The mantra in Sacramento these days is climate change is to blame for everything and that already some losses will be permanent no matter what we do. This is not arguing whether climate change exists but whether Sacramento can get its stories straight.
Taking Sacramento experts across the spectrum at their word, it is extremely debatable whether Chinook salmon are sustainable in the Stanislaus, Tuolumne, or Merced rivers under any condition.
The three rivers represent the southernmost run of Chinook salmon.
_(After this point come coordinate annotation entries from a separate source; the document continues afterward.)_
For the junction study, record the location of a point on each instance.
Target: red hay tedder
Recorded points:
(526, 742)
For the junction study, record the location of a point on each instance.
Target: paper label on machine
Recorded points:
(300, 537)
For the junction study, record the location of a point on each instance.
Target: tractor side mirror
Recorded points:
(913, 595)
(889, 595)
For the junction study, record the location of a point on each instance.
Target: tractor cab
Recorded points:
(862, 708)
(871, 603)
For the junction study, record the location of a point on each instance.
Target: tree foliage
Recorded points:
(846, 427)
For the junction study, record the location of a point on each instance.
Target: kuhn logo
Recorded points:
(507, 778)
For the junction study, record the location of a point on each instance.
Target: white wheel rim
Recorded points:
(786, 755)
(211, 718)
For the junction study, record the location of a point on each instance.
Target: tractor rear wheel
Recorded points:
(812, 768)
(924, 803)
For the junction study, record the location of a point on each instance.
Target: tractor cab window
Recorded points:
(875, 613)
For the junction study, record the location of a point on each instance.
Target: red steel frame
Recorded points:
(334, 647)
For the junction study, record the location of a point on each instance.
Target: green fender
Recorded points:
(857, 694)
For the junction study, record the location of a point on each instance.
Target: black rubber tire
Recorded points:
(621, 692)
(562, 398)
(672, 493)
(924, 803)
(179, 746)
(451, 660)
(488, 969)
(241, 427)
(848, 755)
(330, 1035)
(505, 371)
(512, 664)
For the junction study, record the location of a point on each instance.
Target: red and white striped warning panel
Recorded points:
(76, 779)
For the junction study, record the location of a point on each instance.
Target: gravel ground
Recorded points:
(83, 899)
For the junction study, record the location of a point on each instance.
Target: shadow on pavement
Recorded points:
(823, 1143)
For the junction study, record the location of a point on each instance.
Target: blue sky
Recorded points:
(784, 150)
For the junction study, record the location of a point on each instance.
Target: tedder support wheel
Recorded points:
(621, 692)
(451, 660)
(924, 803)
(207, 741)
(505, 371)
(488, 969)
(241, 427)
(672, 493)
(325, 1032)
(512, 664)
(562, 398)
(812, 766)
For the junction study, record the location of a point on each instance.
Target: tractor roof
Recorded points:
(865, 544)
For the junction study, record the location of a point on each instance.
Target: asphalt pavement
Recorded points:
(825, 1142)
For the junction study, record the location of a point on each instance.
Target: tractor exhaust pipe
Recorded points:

Warmer water is deadly to the salmon as the drought has proven.
In the face of climate change, why would you want to set up water management in such a way that by the time late summer and fall rolls around the Stanislaus River becomes completely inhospitable to salmon?
The water grab as outlined by the state fails to take into account the No. 1 priority these days in Sacramento which is fighting the impacts of climate change.
Climate change wasn’t the mantra over a decade ago when the state started hatching its current water plan for salmon on the three rivers.
There is also the question of using “native” as a standard for fish when the Stanislaus River watershed is anything but “native.” That’s because dams operated by local irrigation agencies store millions of acre feet of water on the Stanislaus River watershed.
That allows controlled flows during times when hotter air temperature can make the river intolerable for fish by warming the water due to lower water levels.
In a “native” situation the drought would have devastated salmon on the Stanislaus River with their comeback being driven on the back of exceptionally wet years.
The state is playing a deadly game based on myopic assertions.
It would seem that the water plan the state adopted had a predetermined solution in place from the get go regarding water flows and the state never intended to modify them regardless of scientific research to the contrary — such as Fishbio has been doing for more than a decade on the Stanislaus River.